Recurrent neural nets in theory can learn arbitrarily long sequences, but in practice suffer from problems like vanishing gradients etc. Techniques to reduce vanishing gradients problem like LSTM alone don’t work for very long sequences.

RNN has a better tradeoff when it comes to memory requirements compared to CNN based networks or vanilla Transformer nets. When processing very large sequences this becomes important.

Proposed Method

Take the hidden state of main RNN used for a given task at sampled timesteps, use another RNN at sampled intervals, and try to predict the input sequence to certain time steps. Truncated BPTT (Back propagation through time) to few timesteps would give a new loss.

Evaluation and results

Evaluation is done on MNIST, CIFAR-10, Stanford dog dataset is given as sequence of pixels to an RNN with classification being the target. Since the pixels are flattened to sequential input, spatial location information is now across whole range of the sequence, requiring long dependencies to be formed to get good results. The authors also test it on character based classification on dbpedia.
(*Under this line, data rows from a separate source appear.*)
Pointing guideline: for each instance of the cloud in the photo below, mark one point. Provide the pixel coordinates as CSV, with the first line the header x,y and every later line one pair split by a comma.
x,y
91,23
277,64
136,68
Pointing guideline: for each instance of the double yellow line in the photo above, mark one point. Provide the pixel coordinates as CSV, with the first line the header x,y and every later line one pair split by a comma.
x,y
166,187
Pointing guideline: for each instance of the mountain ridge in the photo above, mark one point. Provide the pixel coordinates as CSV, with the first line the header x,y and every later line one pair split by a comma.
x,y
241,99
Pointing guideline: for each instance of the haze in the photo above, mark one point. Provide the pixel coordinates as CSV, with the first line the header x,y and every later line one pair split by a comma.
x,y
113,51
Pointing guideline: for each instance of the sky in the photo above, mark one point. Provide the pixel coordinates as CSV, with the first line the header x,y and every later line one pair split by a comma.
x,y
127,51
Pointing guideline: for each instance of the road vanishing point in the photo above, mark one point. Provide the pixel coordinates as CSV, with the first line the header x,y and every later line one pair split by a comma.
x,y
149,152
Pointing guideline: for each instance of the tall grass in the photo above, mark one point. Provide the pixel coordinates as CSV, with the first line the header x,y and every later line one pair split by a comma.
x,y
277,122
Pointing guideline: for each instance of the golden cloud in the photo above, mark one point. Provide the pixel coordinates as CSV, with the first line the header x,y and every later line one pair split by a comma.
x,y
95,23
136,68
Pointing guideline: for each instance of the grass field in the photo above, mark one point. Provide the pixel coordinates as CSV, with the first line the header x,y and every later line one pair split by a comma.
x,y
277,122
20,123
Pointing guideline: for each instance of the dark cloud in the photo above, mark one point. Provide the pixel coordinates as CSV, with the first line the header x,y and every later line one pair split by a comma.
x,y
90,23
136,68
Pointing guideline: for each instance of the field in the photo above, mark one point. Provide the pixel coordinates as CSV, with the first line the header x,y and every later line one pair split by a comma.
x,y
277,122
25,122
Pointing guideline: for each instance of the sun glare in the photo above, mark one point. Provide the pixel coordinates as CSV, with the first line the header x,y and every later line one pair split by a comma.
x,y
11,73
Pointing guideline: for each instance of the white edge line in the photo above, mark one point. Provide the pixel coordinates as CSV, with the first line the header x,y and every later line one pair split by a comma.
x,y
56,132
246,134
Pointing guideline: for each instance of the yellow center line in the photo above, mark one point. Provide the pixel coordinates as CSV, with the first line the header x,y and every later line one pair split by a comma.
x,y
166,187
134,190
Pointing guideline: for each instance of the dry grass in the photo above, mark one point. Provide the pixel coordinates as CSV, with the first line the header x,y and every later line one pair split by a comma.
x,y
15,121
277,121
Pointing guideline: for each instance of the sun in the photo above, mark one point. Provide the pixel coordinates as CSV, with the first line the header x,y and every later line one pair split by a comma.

This technique achieves very significant results on long sequences compared to existing LSTMs, Transformers etc.

Opinions

This paper makes a significant experiment to improve a crucial behavior of RNNs on long sequences. The ablation study is well done. This auxiliary loss reminded me of the World models paper where the task of predicting future states improves current tasks output.